Java - Inheritance and constructors
Here is a thread answering the question I had today concerning how a classes super class constructors are called. I had made a class which extended the Android Handler and everything worked. Later I came back and saw that I had a call to the super constructor commented out:
class StateMachine extends Handler {
StateMachine(String name) {
//super.Handler();
mName = name;
/* Other stuff */
}
Today I looked at this and wondered how it was working as I wasn’t calling the super class constructor. First the reason I had commented it out was because the syntax was wrong, it should have been “super();” not “super.Handler();”. But that didn’t answer the question, how/when should super class constructors be called in Java?

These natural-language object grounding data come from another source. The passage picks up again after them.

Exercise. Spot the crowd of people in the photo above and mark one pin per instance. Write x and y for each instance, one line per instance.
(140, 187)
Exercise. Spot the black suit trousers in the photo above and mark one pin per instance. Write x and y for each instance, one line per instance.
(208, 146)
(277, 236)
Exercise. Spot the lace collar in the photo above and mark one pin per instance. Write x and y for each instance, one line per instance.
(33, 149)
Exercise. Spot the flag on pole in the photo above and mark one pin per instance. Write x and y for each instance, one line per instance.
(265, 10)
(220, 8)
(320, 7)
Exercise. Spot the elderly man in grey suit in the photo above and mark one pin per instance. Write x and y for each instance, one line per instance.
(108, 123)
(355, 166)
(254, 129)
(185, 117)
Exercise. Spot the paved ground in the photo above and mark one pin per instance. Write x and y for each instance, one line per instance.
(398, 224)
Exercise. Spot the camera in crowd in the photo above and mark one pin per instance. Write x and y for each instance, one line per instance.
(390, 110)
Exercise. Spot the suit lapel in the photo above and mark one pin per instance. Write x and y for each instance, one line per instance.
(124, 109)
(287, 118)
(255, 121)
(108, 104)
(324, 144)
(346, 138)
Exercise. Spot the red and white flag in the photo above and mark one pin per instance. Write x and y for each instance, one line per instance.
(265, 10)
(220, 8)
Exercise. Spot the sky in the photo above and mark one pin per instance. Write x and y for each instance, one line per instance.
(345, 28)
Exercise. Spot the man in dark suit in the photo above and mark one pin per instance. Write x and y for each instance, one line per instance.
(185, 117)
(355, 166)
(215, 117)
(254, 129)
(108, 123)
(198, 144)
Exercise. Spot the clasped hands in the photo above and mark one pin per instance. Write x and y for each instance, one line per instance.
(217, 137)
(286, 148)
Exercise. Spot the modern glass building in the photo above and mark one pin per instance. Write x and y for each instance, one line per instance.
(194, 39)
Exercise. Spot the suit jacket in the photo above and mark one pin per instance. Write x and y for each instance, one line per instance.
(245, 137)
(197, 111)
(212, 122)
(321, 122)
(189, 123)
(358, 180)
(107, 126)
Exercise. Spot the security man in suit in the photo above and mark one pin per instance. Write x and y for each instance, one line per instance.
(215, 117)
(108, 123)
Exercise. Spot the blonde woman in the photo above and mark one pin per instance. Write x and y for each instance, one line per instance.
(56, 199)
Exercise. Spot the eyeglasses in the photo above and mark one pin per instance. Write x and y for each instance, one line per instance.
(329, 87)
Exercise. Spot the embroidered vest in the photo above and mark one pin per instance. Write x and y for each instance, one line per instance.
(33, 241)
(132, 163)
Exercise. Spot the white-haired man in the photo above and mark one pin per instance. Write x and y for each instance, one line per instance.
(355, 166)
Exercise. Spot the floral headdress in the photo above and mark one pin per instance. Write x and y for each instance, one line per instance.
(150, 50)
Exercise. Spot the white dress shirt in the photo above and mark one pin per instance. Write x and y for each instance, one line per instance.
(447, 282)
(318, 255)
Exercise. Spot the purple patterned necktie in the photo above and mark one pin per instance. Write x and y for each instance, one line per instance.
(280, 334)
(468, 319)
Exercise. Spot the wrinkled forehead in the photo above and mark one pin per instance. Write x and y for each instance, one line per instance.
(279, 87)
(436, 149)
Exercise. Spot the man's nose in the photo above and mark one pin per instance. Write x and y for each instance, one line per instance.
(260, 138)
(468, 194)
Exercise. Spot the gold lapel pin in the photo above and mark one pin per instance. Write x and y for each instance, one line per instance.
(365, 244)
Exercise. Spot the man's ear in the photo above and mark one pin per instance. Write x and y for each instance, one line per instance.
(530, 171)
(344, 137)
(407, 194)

Turns out the answer is that the default constructor of the super class is always called if there is no explicit calls to super constructors, that is the reason my StateMachine class worked. In the above the last post we see:
Constructors are not inherited. The constructors that exist in a child class are completely independent of the ones that exist in the parent class.
If you do not define any expclicit constructors, the class will have the default, no-arg, do-nothing c’tor. If you define one or more c’tors, the class will not automatically have the default c’tor anymore.
Constructor rules:
1) Every class has at least one ctor.
1.1) If you do not define an explicit constructor for your class, the compiler provides a implicit constructor that takes no args and simply calls super().
1.2) If you do define one or more explicit constructors, regardless of whether they take args, then the compiler no longer provides the implicit no-arg ctor. In this case, you must explicitly define a
public MyClass() {…}if you want one.
1.3) Constructors are not inherited.
2) The first statement in the body of any ctor is either a call to a superclass ctor
super(…)or a call to another ctor of this class
this(…)2.1) If you do not explicitly put a call to super(…) or this(…) as the first statement in a ctor that you define, then the compiler implicitly inserts a call to super’s no-arg ctor
super()as the first call. The implicitly called ctor is always super’s no-arg ctor, regardless of whether the currently running ctor takes args.
2.2) There is always exactly one call to either super(…) or this(…) in each constructor, and it is always the first call. You can’t put in more than one, and if you put one in, the compiler’s implicitly provided one is removed.
So I was lucky, sometimes that’s better than smart:)